Steve held the dean's job for five years and five months. But the popularity he'd so enjoyed as a faculty member began to decline as word of his womanizing spread and festered.
“He would talk dirty all the time. So if he was working with a secretary, a female, sexualized banter would just be part of the day,” Sturgis recalled, noting that Steve did this with two staff members, and also had a brief affair with one of them. Sturgis was not aware of Steve sleeping with any professors.
“He became a very polarizing figure on campus,” Sturgis said, explaining that several complaints were filed against Steve for sexual harassment and abuse of power amid criticism that he tried to manipulate members of the faculty and administration.

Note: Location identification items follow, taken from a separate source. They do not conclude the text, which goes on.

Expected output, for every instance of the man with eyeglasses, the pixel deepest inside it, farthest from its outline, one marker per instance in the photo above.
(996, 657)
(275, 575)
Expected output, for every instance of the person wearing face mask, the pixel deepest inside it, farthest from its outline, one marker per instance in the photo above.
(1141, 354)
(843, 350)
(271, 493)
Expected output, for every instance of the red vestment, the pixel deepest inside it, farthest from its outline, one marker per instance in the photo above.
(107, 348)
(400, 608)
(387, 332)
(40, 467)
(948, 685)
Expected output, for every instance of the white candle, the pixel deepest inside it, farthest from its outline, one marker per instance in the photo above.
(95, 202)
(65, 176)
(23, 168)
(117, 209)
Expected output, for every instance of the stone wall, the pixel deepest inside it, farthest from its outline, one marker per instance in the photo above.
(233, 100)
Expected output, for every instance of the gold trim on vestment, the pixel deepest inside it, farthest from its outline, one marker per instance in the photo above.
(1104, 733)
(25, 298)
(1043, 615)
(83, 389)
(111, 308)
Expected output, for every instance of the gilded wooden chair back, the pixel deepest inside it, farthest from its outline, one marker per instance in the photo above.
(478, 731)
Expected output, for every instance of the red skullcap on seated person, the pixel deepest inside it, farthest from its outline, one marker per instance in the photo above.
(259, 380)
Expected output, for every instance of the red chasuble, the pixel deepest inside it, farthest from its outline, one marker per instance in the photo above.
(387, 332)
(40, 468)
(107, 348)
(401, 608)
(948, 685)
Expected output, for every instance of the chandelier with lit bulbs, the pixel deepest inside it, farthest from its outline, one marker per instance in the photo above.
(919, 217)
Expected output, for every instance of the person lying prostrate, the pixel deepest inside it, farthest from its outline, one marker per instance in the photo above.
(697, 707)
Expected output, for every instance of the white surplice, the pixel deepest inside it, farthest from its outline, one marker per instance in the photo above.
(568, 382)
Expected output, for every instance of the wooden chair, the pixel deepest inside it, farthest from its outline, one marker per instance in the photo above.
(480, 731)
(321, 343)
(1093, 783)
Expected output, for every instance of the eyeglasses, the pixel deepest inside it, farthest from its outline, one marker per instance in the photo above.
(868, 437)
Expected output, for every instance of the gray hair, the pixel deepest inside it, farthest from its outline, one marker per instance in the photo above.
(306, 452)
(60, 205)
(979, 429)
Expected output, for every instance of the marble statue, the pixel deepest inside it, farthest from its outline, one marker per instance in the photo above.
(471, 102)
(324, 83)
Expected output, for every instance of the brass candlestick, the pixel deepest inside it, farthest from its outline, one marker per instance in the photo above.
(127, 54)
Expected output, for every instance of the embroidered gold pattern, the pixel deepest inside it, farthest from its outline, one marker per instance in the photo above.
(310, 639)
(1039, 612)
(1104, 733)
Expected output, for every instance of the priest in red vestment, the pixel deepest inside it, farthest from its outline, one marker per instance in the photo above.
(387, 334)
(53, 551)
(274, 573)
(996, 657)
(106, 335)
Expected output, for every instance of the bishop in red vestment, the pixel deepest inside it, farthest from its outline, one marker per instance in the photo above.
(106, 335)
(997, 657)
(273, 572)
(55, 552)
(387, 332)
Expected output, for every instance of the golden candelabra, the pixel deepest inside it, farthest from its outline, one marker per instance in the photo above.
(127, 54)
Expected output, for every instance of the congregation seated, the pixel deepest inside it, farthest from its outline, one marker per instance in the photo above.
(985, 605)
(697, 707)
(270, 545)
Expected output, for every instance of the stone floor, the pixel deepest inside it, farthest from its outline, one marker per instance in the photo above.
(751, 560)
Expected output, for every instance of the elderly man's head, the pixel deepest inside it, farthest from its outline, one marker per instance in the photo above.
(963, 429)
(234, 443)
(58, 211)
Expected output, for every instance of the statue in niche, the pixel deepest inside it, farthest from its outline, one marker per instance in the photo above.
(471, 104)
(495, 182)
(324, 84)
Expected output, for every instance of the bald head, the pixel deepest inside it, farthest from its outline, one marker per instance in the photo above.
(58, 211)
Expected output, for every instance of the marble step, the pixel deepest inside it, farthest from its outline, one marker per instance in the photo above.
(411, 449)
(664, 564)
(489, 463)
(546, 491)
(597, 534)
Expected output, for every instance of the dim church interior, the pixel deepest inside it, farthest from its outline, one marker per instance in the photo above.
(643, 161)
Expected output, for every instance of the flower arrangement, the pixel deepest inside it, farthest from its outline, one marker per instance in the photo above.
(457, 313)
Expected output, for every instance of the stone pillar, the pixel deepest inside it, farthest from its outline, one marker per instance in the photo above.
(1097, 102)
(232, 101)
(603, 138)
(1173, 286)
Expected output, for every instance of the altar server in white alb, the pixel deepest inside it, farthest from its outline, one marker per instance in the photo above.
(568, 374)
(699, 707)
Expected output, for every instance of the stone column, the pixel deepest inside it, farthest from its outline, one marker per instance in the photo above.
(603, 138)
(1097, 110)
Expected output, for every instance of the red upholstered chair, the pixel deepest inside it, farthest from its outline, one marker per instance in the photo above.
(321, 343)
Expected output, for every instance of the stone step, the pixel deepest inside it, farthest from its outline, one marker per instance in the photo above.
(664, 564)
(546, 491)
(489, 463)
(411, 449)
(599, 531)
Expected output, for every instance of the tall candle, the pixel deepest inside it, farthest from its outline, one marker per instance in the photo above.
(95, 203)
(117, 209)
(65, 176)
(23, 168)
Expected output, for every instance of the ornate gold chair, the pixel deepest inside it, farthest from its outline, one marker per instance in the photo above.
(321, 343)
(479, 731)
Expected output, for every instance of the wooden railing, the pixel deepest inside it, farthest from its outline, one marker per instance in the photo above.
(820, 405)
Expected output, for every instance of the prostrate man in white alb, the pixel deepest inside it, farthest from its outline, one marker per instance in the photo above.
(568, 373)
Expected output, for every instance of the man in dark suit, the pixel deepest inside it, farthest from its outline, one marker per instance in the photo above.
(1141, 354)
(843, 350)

“My impression is that Steve did a lot of bad-mouthing of people behind their back, starting rumors [and using] very underhanded approaches to getting what he wanted to get done,” Sturgis said.
Steve, of course, didn't see it this way. In his own defense, he summed up these various controversies as “he was being pestered by bitchy, crazy people.”
The practice of faculty members sleeping with students was known to happen at Prescott College until 2000, when Dan Garvey became president and took steps to curtail this behavior, Sturgis said, so “there was also a lot of forgiveness on the Prescott campus at that time.”
 
 
Most likely as a result of Steve's transgressions, Carol was instrumental in putting a policy into place to prohibit faculty and staff from having intimate relationships with students. For some people on campus, this seemed ironic, because she went on to have what one female student complained to the administration was inappropriate contact with a male student by showing up at his house unannounced one evening.
This student, Richard Stevenson (pseudonym), who was questioned years later during the murder investigation, was told that his name had come to their attention during an interview with Steve's girlfriend, presumably Renee Girard.